According to the latest threat report 26% of all detected threat activity was directed towards government systems. Business service providers followed closely at 16%, wholesalers’ networks at 14%, and 12% on utilities’ systems. With most threat activity peaking on Mondays and Fridays.
“Despite not experiencing a significant surge in detections since the first quarter, we have noticed a worrisome trend of specialised, well-equipped and highly skilled threat actors,” reveals Carlo Bolzonello, country lead at Trellix South Africa. “What's even more alarming is their interconnection with extensive networks and potential state support, indicating a coordinated and sophisticated approach to their malicious activities.”

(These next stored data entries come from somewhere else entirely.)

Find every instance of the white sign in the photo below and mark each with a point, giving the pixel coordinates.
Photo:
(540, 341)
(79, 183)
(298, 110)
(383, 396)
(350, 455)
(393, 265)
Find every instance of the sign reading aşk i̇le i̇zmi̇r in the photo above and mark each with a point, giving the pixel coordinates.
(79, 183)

Trellix’s data further revealed that the Lazarus Group and Daggerfly Advanced Persistent Threats (APT) Group were among the most notable threat actors that have recently ramped up targeted efforts to infiltrate critical South African systems.

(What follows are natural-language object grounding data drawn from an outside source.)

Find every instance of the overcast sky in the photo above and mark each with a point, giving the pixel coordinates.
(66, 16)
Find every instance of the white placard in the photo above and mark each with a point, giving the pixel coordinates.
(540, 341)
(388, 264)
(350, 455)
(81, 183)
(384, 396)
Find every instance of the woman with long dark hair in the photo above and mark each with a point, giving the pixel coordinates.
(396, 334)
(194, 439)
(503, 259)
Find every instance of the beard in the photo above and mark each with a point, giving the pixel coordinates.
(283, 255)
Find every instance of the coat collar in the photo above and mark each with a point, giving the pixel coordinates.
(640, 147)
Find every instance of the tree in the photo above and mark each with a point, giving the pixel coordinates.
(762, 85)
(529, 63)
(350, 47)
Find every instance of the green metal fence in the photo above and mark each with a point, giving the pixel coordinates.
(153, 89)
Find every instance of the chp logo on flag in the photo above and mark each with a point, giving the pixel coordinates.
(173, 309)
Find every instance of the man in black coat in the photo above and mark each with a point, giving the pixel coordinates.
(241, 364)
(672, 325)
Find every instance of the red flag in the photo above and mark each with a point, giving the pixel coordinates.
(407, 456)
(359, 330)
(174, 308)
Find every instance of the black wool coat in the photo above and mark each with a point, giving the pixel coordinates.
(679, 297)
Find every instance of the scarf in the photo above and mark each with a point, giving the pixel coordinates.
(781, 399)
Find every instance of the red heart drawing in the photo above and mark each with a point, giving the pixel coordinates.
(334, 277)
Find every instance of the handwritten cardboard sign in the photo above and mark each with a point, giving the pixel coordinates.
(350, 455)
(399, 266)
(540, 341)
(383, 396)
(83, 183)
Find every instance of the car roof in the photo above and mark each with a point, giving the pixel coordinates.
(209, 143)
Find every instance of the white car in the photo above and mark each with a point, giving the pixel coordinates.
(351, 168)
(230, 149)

The Lazarus Group, historically associated with a North Korean state-sponsored APT syndicate, initially operated as a criminal group, with its earliest known attacks reported between 2009 and 2012. It has since been linked to the North Korean government by the U.S. Cybersecurity and Infrastructure Security Agency (CISA).
Lazarus deploys tools and capabilities used by broader HIDDEN COBRA operations (cyber activity by the Korean Government), which include:
- DDoS botnets: for denial-of-service attacks,
- keyloggers: to record what users’ input,
- remote access tools (RATs): allowing anonymous unauthorised users access, and
- wiper malware: to erase data from the system.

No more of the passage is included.